I woke up this morning and my body felt different. It is changing. I am running three to four times a week, trying something new and challenging my body. And I’m growing stronger, changing shape and composition.
As a gymnast for 15 years I exercised great discipline, learned intense mental focus and a singular commitment to the sport and my goals. Through gymnastics I developed great physical abilities and discovered the amazing capacity my body. But… each skill, trick and routine was an attempt to force my body to do things that I was mentally afraid of or that felt impossible to do. I trained, cajoled and pushed my body to do things it couldn’t do naturally – splits, over splits, jumping, twisting.
Running can also be difficult and painful. Running the hills of Malawi and Nashville is grueling and exhausting. But there are also moments that are rhythmic and fluid. There are entire stretches where one finds a groove, the mind can totally relax as the body does its thing. A runner’s high is that moment of unity. Where the perfectly executed floor routine or dismount is always a triumph of mind over matter. The mind must always be alert and controlling the body to keep it poised over the four-inch balance beam or tight in the midst of a twist.
Then there is yoga. One practice last week after three years and I loved it. The results of yoga and gymnastics are often similar – increased flexibility and greater strength. But the methods are radically different. In yoga practice I am supposed to listen to my body, stopping if I need, avoiding certain poses. In gymnastics I worked to ignore discomfort and push through pain in order to achieve and excel. I find when I listen to my body it responds over time – almost gratefully – with greater agility and even greater peace and clarity of mind.

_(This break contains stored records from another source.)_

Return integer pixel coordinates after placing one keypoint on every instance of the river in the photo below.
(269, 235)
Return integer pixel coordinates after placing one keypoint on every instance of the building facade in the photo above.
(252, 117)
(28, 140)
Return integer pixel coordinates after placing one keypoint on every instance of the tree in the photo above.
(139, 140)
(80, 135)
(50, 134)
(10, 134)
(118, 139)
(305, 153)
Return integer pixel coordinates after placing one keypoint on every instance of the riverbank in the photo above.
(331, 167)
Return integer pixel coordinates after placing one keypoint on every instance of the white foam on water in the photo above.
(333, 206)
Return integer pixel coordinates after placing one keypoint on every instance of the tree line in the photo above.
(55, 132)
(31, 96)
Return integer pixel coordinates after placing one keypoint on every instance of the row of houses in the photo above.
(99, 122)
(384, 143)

As a gymnast, setting goals, pushing and achieving, the results were often beautiful, skilled and exhilarating. But often at a physical price and sometimes an emotional one. Always de-valuing the present moment in favor of the end goal.
I still want to be healthy, fit and attractive. But now I’m trying to listen to my body first and wait for the results. I walk when I can’t run. When I can’t do a pose that everyone else in the room can do I have to be okay with that.
I’m focused on the process rather than a perceived perfection that I need to attain. And I feel my body changing even though I’m no longer a gymnast.